Among the group were five of Umi’s children, who were taken away from her.

The children in the group studied at a Shia boarding school in Bangil and had returned to Sampang, their hometown, to celebrate Idul Fitri with their families.

The mob then torched four homes belonging to the Shiite community, including one belonging to Umi and her husband, Shia cleric Tajul Muluk.

The Shia community in Sampang has been the target of violent attacks and incidents of intimidation in the past.

On Dec. 29, Shiites in Nangkernang was attacked by hard-line Muslim groups, who set fire to hundreds of homes and a Shia Islamic school, displacing 500 Shiites from their village.

Police instead charged Tajul with blasphemy, and the Ministry of Religious Affairs office in Sampang said it would “supervise” hundreds of Shia to learn Sunni Islam.

Last month, a district court in East Java sentenced the Shia cleric to two years in prison for blasphemy after reportedly telling students that the Koran was not the original holy text for Muslims, an allegation Tajul’s legal team repeatedly denied.

According to Tajul’s lawyers, the prosecutors in the case portrayed the Shiite faith as subservient to the Sunni majority, helping to raise the religious tensions during the proceedings.

New York-based Human Rights Watch called on the government to drop all charges against Tajul and demanded that it amend or repeal its blasphemy law.

With the ongoing tension and intimidation against the group, Umi said she had requested police come to ensure a safe passage for the convoy of children, but police never came. Hours after the incident, eight police officers arrived at the scene.

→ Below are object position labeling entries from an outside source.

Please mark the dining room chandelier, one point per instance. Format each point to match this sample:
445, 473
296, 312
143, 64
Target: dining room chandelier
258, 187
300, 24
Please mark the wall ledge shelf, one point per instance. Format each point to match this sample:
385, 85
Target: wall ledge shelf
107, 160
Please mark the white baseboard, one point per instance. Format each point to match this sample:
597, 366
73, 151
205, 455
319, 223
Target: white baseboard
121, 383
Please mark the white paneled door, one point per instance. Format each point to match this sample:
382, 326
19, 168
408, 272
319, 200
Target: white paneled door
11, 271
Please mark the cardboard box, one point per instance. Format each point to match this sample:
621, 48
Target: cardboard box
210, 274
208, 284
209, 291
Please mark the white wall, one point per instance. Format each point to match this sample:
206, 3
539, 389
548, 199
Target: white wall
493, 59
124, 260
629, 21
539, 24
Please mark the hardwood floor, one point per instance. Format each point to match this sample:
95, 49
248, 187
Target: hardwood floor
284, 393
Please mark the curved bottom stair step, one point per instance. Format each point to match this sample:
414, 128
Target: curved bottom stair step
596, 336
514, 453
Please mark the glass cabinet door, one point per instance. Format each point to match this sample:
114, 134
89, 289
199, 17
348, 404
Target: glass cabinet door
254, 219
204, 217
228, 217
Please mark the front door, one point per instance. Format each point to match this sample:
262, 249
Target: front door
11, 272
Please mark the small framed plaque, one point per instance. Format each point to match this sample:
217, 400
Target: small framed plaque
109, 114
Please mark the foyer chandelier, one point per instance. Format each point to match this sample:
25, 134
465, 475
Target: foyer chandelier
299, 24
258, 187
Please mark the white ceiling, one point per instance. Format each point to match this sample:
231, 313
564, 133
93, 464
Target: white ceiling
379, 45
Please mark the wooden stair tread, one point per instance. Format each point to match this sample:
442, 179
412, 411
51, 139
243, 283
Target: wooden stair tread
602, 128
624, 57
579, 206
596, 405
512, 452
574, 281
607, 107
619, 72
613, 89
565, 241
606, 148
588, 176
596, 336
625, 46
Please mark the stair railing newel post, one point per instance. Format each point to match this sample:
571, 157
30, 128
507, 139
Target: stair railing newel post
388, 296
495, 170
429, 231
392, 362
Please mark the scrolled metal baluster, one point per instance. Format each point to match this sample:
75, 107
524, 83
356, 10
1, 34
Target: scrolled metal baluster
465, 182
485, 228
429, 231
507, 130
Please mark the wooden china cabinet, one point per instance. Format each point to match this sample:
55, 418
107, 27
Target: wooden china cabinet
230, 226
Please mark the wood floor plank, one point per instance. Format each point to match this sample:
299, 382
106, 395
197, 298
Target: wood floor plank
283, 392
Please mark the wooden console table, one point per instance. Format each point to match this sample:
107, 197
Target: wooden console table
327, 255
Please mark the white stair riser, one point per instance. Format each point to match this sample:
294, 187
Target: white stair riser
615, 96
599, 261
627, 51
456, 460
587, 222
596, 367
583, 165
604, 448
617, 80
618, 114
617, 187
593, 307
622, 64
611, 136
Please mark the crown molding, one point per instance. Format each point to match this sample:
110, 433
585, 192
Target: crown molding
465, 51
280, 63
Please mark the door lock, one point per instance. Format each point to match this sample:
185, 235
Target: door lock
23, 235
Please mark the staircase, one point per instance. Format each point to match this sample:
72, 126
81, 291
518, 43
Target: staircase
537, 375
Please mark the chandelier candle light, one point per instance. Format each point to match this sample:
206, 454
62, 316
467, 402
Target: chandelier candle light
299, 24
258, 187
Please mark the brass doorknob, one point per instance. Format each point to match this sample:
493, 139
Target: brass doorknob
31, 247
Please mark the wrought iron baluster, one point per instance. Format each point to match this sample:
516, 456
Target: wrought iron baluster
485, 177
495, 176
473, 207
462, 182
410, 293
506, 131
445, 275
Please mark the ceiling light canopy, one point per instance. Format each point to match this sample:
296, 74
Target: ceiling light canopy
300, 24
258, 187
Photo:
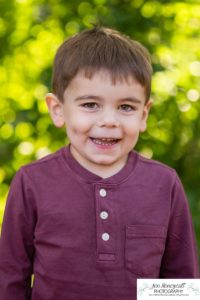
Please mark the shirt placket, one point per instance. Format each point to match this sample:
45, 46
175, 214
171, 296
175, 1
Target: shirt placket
105, 223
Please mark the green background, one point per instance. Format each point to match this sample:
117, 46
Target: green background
30, 33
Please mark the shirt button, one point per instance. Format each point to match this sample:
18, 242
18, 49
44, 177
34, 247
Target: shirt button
102, 192
105, 236
104, 215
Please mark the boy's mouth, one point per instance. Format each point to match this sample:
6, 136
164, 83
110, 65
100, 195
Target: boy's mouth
105, 141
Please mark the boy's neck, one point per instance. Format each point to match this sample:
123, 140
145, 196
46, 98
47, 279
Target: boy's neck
101, 170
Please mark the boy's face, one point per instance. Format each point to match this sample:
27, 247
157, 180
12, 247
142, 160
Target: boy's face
102, 120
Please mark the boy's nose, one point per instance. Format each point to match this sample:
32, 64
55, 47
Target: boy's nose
108, 119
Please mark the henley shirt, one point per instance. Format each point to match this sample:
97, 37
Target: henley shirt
88, 238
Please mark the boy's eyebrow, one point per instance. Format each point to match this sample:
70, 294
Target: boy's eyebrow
85, 97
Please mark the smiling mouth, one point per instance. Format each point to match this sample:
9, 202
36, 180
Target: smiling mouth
105, 141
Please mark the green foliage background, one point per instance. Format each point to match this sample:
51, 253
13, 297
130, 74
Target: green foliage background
30, 33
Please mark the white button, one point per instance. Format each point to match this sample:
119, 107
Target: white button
104, 215
105, 236
102, 192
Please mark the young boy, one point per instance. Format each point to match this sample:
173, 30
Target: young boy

East Java Police spokesman Sr. Comr. Hilman Thayib said police deployed 300 officers from precincts across Madura to Nangkernang, as well as one company from the East Java Police Mobile Brigade (Brimob) unit to prevent violence.

Umi identified the attackers as followers of Roisul Hukama, a local Nahdlatul Ulama leader who has been fanning hatred toward the local Shia community.

“How many lives must fall until police and the government intervene?” Umi asked.

“Our children have stopped going to school for five months. My husband is in jail, and my whole life is under terror.”

House of Representatives member Eva Kusuma Sundari, from the Indonesian Democratic Party of Struggle (PDI-P), condemned the attack.

“There must not be anymore victims,” she said. “Police must move quickly and safeguard the security and safety of the people attacked.”

Of the 220 million Muslims in the country, there are only around one million Shiites, according to estimates. Most of the rest practice some form of Sunni Islam.

The Freedom of Religion and Faith Advocacy Working Group (AKBB) said that Sunnis and Shiites follow different interpretations of Islam that have been accepted by Muslim groups around the globe since the beginning of the religion in the eighth century.

Intimidation toward and attacks on Shiites have also been recorded in Pasuruan and Bangil, both in East Java.